Amazon delivery driver in Bangalore, India

AMAZON/Last Mile

Senior UX Designer; 2016 - 2018

Worldwide scope, hyperlocal delivery. I was the user experience lead for the international expansion of Last Mile, meaning I worked to understand the reality of getting a package from Amazon's facilities to a customer's doorstep, whether that's New Delhi, India or Northleach with Eastington in Gloucestershire, UK and designed experiences accordingly.

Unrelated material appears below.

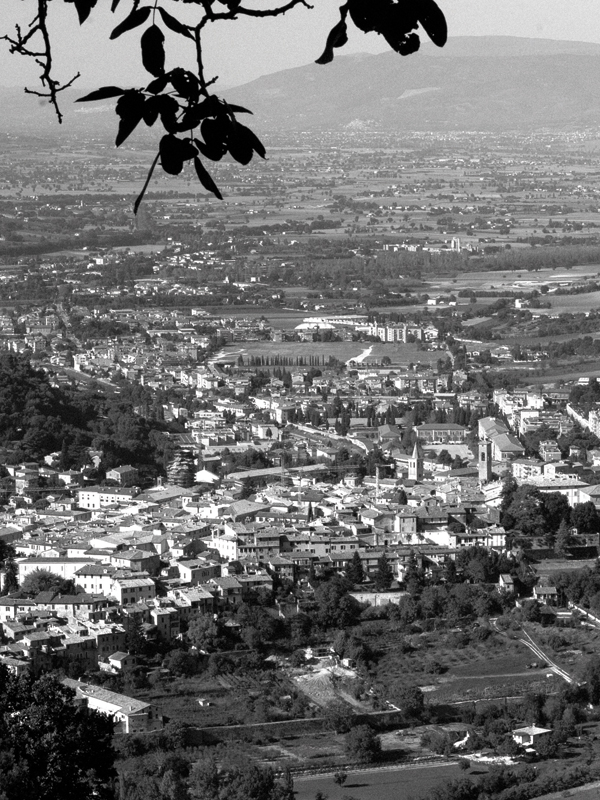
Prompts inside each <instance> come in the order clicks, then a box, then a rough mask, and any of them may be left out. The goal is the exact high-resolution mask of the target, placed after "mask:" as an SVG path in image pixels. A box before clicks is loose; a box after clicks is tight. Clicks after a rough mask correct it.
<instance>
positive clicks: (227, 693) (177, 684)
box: [136, 672, 308, 728]
mask: <svg viewBox="0 0 600 800" xmlns="http://www.w3.org/2000/svg"><path fill="white" fill-rule="evenodd" d="M294 688H295V687H294V685H293V684H292V683H291V682H290V681H289V680H288V679H287V678H286V677H285V676H282V675H279V674H278V675H277V676H276V675H274V674H273V673H268V672H266V673H262V672H260V673H253V672H247V673H245V674H244V675H237V674H236V675H232V674H226V675H219V676H217V677H211V676H209V675H207V674H206V673H204V674H201V675H197V676H194V677H189V678H175V679H168V680H165V681H161V682H159V683H157V684H156V685H155V686H153V687H152V688H150V689H143V690H138V691H136V697H138V698H139V699H140V700H147V701H149V702H152V703H155V704H156V705H157V706H158V707H159V708H160V710H161V712H162V713H163V714H165V715H166V716H167V717H169V718H170V719H173V720H180V721H182V722H186V723H188V724H189V725H193V726H197V727H202V728H204V727H211V726H215V725H239V724H245V723H252V722H266V721H269V720H277V719H282V718H283V719H285V718H286V716H287V712H290V713H291V715H292V716H305V715H306V714H307V711H306V708H307V705H308V704H307V702H306V701H305V700H304V699H301V701H300V703H299V704H298V705H296V706H295V705H294V703H293V701H292V700H291V699H290V701H289V702H287V701H286V702H282V700H281V698H283V697H286V696H287V697H290V698H291V695H292V694H295V692H294ZM200 700H202V701H203V705H200V702H199V701H200ZM294 712H295V713H294Z"/></svg>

This makes for a great challenge! I used design thinking and principles to uphold Amazon delivery standards the world over, and helped thousands of drivers every day perform the complex, stressful, and time-sensitive nature of on-time delivery. 

Driver app
I worked on the Rabbit app, which has a worldwide code base serving a myriad of users, many of whom are not Amazon employees or contractors and need to be up to speed and on target from Day One. 

Each locality has its own peculiarities that need to be taken into account when crafting the mobile app and delivery station design experience that helps millions of deliveries, to the hour.

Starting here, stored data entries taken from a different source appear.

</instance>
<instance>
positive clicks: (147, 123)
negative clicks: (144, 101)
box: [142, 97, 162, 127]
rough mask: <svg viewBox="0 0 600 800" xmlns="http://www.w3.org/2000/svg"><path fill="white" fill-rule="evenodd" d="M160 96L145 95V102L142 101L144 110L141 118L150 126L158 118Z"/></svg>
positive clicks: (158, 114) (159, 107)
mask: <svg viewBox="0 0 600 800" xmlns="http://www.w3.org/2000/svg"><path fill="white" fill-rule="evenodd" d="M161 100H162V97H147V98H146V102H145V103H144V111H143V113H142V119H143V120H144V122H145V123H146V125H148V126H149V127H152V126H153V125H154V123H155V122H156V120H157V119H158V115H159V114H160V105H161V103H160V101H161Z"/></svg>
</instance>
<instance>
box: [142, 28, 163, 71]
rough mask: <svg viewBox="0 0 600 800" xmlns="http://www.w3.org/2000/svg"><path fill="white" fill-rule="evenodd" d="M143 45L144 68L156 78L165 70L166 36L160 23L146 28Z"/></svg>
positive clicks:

In the UK, most delivery drivers are from many other places and languages: Romanian, Bulgarian, Ukrainian, Punjabi, Brazilian Portuguese, and others. In Germany, most drivers are Syrian or Turkish. And India, which has around 1600 languages and 22 officially recognized languages, has no standardized addresses and no one knows their PIN (postal) code. 

Station visits
I immersed myself in the complex processes by working with drivers, dispatchers, station personnel, and customers, and find the commonalities. More importantly, I strove to create a system that was robust and flexible enough to accommodate the differences between geospatial arrangements, urban and rural geographies, and (most fun of all) cultural differences. 

Making sense of chaos
I didn’t do much UI work as the app was already built. I did work to change the internal thinking from Seattle-centric to global, which took a lot of education and stakeholder cross-review. I worked closely with Delhi and London as their onsite advocate. I had many whiteboard sessions, executive reviews, and product management calibration sessions. I worked closely with our user research team to capture all of the local realities and manual station tools and translate that into a truly transnational experience.

Including people
My favorite thing to say in meetings was “You’re forgetting people again!” Amazon has a bias towards metrics and it was crucial that stakeholders and senior management understand at a personal and visceral level that humans and the physical world efficiencies and experience were the keystone to a successful delivery machine. After all, our station personnel are customers too.